Tag: Shelly Bhushan

Houston-born, New York-based singer/songwriter and guitarist Shelly Bhushan is the daughter of Indian and Mexican immigrant parents. When Bhushan grew up, she left her native Texas to pursue her own American dream — of being a singer. After answering a Village Voice classified ad by a New York-based soul rock band seeking a lead singer, Bhushan relocated to New York with just two suitcases and without a job or a place to live to pursue her dream.

With Bhushan, the soul rock band started to receive attention from labels and an Independent Music Award but shortly after that the band split up. While some aspiring artists may have given up on their dreams, Bhushan got herself together and decided to start off on her own musical path. Although she had no prior songwriting experience and lacked the experience to be a band leader, the Houston-born, New York-based singer/songwriter taught herself the guitar. Luckily, she found a group of musicians, who first became collaborators than family that were willing to help her realize her dream. And over the course of the next decade, Bhushan wrote and released four albums that saw her and her backing band crafting a sound that drew from elements of funk, soul, R&B, pop, alt rock and indie rock paired with introspective lyricism and powerhouse vocals. And its all underpinned by Bushan’s ability to express vulnerability, longing brassiness, swagger, defiance and soulfulness within a turn of a phrase.

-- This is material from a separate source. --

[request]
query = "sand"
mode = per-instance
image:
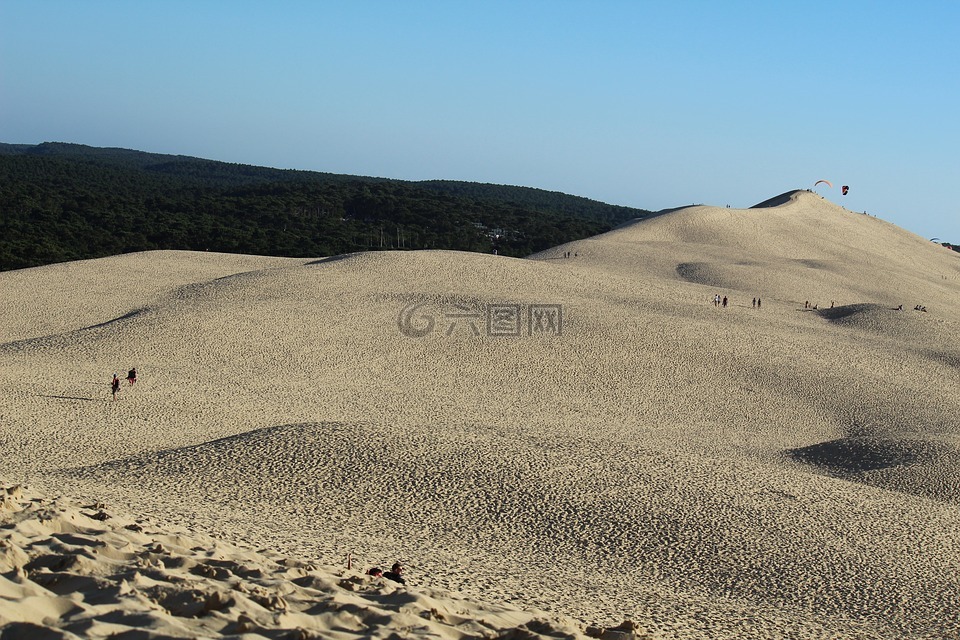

Locally, she’s played Rockwood Music Hall, Joe’s Pub, The Bitter End, The Shrine, Apollo Theater, DROM and countless others while receiving coverage and praise from the likes of The New Yorker and others. Now, it’s been a few years since I’ve personally written about the Houston-born, New York-based artist but in that time, she’s been busy raising a family and writing new material that she plans to release throughout the next few months — including her latest single “Heat.”

Featuring a strutting and funky bass line, swelling organs, swirling synths and squiggling wah wah pedaled guitars, “Heat” manages to sound indebted to 80s funk and R&B. And over the upbeat and anthemic arrangement, the Houston-born, New York-based artist’s soulful, powerhouse vocals sing lyrics fueled by personal, lived-in experience. In “Heat,” we have a narrator, who’s misunderstood by others but who has always known who she was and where she belonged, even if others didn’t want to accept it. The song’s is underpinned by the relief and joy of finding your tribe and having the support of your people in an unforgiving and cruel world to anyone who doesn’t allow for easy pigeonholing.

As Bhushan explains, the song was inspired by her own experiences maneuvering the local music scene as a woman and a a woman of color. One night after a set, a woman walked up to the Houston-born, New York based artist and said “You’re a star! Do you know what you’re problem is? People don’t know what you are,” the Houston-born, New York-based artist recalls. Throughout her career she has often been considered too this, not enough this, not enough that. But instead of listening to what may be bad advice for her, Bhushan has continued to forge her own path in her own terms.